Identity Nugget – Bringing On-Prem AD Password Expiry and Force Reset to Entra ID Synced Accounts – EMS Route

This is 2025 and going Passwordless or using long-lived (365 days) passwords is the recommendation. However, this has been a question for most customers wherever I go. But if you ask, everyone is using their own way to work around this. One popular method is notifying users of the password expiry like a set of countdown emails. But this is paving the pathway for a bad actor to compromise user accounts. Phishing emails of the same intent are very popular and it will be one of the moments when “it only takes one user to click on a link” can be actually true.

1. Context
2. The Common Problem
3. Reason
4. A Practical Use Case
5. The Fix
6. Behind The Scene
7. Results
8. What didn’t work for me and Wrapping Up

Context

The majority of the organizations are still using passwords to login to the Windows workstation. Most of the organizations that has a considerable amount of an on-premises footprint has a Hybrid setup where the user objects are syncing from the on-prem local AD domain to Entra ID. Password Hash Synchronization has the most popularity over other methods. On-Prem AD has its password expiry policies or setting the password to expire when the user 1st log in to the computer.

The Common Problem

The local AD password expires. If the user is on M365, they can still log in to M365 and Entra services using the same password that has expired in the local AD now. If the user frequently logs in to the workstation, the password can be reset and synced back to Entra. Problem sorted.

Reason

If a user is in the scope of password hash synchronization, by default the cloud account password is set to Never Expire.

A Practical Use Case

• There can be frontline users whose user objects have been set up in the same way and the local AD is the source-of-truth and works from other devices. In a situation where they hardly login to a Windows workstation. The password expiry is not really affecting them as there is no real notification.

• Or a new user, account has been set to “User must change password at next logon” but that will not really affect Entra ID as it’s not aware of the pwdLastSet AD attribute.

The Fix

Entra ID SSPR to be enabled – This will allow the user to change the password from Entra.

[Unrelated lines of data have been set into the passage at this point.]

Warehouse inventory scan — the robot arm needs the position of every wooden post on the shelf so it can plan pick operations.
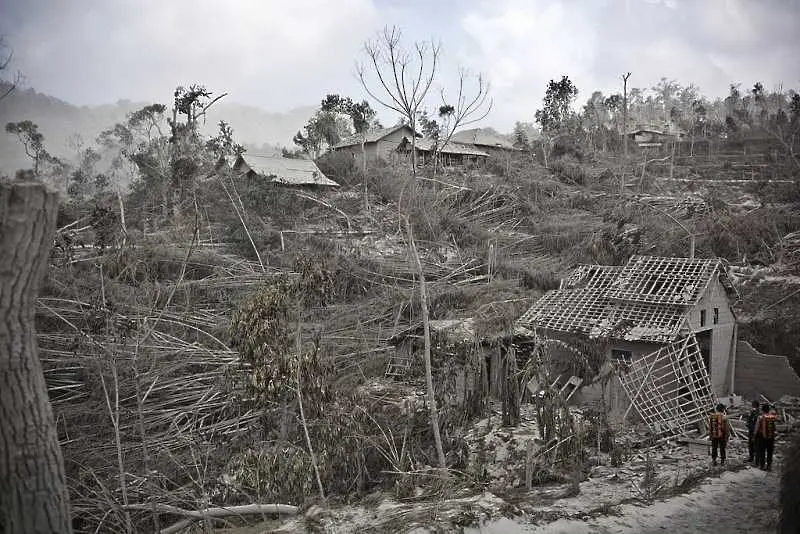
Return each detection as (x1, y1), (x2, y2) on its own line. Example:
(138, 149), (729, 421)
(622, 72), (631, 158)
(525, 438), (533, 491)
(0, 182), (72, 534)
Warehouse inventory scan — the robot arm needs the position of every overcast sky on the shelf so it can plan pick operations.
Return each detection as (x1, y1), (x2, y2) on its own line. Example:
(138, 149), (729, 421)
(0, 0), (800, 131)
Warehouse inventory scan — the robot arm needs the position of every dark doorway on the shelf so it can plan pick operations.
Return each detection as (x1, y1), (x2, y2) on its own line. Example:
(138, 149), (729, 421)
(694, 330), (711, 375)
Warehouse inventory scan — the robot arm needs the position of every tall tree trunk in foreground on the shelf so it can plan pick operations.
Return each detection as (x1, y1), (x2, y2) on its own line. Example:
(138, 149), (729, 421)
(405, 219), (447, 469)
(0, 182), (71, 534)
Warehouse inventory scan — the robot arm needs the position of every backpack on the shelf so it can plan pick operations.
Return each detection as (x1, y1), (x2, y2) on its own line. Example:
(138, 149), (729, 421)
(708, 413), (725, 439)
(747, 410), (759, 432)
(761, 413), (776, 439)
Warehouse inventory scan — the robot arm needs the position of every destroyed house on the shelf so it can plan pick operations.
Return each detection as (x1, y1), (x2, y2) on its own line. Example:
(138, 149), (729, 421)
(230, 154), (339, 188)
(397, 137), (489, 167)
(386, 318), (513, 415)
(517, 256), (738, 438)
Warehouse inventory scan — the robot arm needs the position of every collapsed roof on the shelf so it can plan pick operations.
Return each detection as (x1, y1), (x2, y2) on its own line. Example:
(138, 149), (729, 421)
(517, 256), (738, 343)
(233, 154), (339, 187)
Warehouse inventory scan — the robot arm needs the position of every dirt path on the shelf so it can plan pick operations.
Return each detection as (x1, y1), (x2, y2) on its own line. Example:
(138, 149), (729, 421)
(520, 468), (780, 534)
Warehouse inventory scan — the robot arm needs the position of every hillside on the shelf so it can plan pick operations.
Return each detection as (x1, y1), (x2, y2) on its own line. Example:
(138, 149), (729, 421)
(0, 82), (315, 176)
(4, 76), (800, 533)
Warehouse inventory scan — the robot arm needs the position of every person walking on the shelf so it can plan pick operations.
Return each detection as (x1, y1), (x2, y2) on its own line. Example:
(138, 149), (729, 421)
(747, 400), (761, 465)
(708, 403), (729, 465)
(756, 404), (778, 471)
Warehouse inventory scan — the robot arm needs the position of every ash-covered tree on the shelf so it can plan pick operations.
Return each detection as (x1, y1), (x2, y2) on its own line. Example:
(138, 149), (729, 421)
(433, 68), (494, 174)
(292, 110), (353, 159)
(511, 121), (531, 150)
(206, 121), (246, 160)
(583, 91), (610, 152)
(99, 84), (227, 228)
(67, 142), (110, 202)
(6, 120), (66, 179)
(534, 76), (578, 167)
(356, 26), (441, 178)
(0, 35), (22, 100)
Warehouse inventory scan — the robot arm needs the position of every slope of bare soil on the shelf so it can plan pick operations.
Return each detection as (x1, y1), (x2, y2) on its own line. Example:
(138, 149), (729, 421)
(490, 468), (780, 534)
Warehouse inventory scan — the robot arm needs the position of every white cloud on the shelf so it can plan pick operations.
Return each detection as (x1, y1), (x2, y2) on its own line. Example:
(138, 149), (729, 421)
(9, 0), (379, 110)
(462, 0), (596, 130)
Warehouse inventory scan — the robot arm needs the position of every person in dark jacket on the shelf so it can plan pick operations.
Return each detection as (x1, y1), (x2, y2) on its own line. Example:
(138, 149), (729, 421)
(747, 400), (760, 465)
(756, 404), (778, 471)
(708, 403), (730, 465)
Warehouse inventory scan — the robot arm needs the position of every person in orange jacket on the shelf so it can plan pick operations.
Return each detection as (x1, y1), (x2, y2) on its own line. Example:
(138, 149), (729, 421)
(756, 404), (778, 471)
(708, 403), (730, 465)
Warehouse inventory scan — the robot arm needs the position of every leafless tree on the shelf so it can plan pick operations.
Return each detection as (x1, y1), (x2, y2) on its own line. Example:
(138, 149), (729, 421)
(622, 72), (631, 158)
(0, 36), (22, 100)
(433, 68), (494, 174)
(356, 26), (441, 177)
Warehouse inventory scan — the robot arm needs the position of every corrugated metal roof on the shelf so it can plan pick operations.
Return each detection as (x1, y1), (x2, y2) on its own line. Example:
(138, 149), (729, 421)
(400, 137), (489, 157)
(233, 154), (339, 187)
(517, 256), (737, 343)
(450, 128), (517, 150)
(333, 124), (421, 149)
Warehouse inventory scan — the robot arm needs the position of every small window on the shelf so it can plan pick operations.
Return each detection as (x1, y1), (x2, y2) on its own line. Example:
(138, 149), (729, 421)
(611, 349), (633, 365)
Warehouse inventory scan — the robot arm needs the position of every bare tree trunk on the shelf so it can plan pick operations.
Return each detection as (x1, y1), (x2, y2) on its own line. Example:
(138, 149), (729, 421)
(622, 72), (631, 159)
(406, 219), (447, 469)
(0, 182), (72, 534)
(361, 139), (369, 213)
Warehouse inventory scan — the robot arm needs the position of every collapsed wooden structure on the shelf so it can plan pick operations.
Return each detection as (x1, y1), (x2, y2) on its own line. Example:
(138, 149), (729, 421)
(517, 256), (738, 436)
(618, 335), (714, 436)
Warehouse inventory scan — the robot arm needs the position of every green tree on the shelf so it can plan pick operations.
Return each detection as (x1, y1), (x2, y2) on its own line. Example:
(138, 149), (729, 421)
(320, 94), (380, 133)
(356, 26), (441, 178)
(417, 111), (440, 140)
(292, 110), (346, 159)
(512, 121), (531, 150)
(206, 121), (246, 159)
(535, 76), (578, 134)
(535, 76), (578, 167)
(0, 36), (22, 100)
(6, 120), (61, 177)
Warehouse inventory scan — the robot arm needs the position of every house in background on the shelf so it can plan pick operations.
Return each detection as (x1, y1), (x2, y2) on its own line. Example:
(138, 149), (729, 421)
(397, 137), (489, 167)
(231, 154), (339, 187)
(332, 124), (422, 161)
(450, 128), (519, 155)
(628, 123), (686, 148)
(385, 318), (516, 416)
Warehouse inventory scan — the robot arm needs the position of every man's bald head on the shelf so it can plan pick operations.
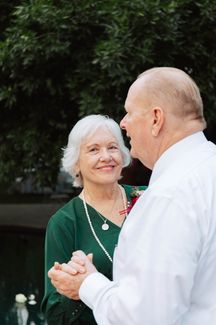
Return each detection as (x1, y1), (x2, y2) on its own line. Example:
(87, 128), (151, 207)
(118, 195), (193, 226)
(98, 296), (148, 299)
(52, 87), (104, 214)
(137, 67), (206, 129)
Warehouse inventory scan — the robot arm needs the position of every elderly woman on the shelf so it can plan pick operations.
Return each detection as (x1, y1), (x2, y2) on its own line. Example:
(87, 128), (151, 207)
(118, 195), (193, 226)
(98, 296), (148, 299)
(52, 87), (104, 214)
(42, 115), (146, 325)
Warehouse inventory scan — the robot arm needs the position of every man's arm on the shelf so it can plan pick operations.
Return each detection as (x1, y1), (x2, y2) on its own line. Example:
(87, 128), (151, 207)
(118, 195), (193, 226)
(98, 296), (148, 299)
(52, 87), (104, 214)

Password Writeback in Entra Connect to be enabled.

By default, Entra Password expiry is happening every 90 days. Aligning the on-prem password expiry with that is required. Or set the Entra password expiry to be the same as the on-prem AD policy.

🔗More about the password policy can be found here – https://learn.microsoft.com/en-us/entra/identity/authentication/concept-sspr-policy#microsoft-entra-password-policies

For the Expired Password event to be reflected in Entra run the below command

$OnPremSync = Get-MgDirectoryOnPremiseSynchronization
$OnPremSync.Features.CloudPasswordPolicyForPasswordSyncedUsersEnabled = $true
Update-MgDirectoryOnPremiseSynchronization -OnPremisesDirectorySynchronizationId $OnPremSync.Id -Features $OnPremSync.Features

If you are planning on enabling “User must reset password in the next login” option in the AD account, which turns pwdLastset = 0, run the below command.

$OnPremSync = Get-MgDirectoryOnPremiseSynchronization
$OnPremSync.Features.UserForcePasswordChangeOnLogonEnabled = $true
Update-MgDirectoryOnPremiseSynchronization -OnPremisesDirectorySynchronizationId $OnPremSync.Id -Features $OnPremSync.Features

Before running the above commands, make sure you have the appropriate access to Microsoft Graph by running the below command.

Connect-MgGraph -Scopes "OnPremDirectorySynchronization.ReadWrite.All"

As you can see below, the features are now set to true

Behind The Scene

As mentioned previously, the user account’s password policy has been set to Never Expire or with the value DisablePasswordExpiration. You can check this by querying the user account.

(Get-MgUser -UserId -Property PasswordPolicies).PasswordPolicies

From Microsoft Text 👇🏻

Once enabled, Microsoft Entra ID doesn’t go to each synchronized user to remove the DisablePasswordExpiration value from the  PasswordPolicies  attribute. Instead, the DisablePasswordExpiration value is removed from PasswordPolicies during the next password hash sync for each user, upon their next password change in on-premises AD.

Results

What didn’t work for me and Wrapping Up

Fully Entra Joined PC with a synced account. Even though I’ve set up to change the password in the next login, it did not reflect on the Windows Screen. Microsoft is saying this should work on ” Microsoft Entra integrated services”.

Passwordless or long-lived (365 days) passwords are the way to go. However, if your environment is not ready for either, you can adopt this method to make sure the Entra synced password is getting expired orthe temp passwords issued in local AD is reflecting appropricately.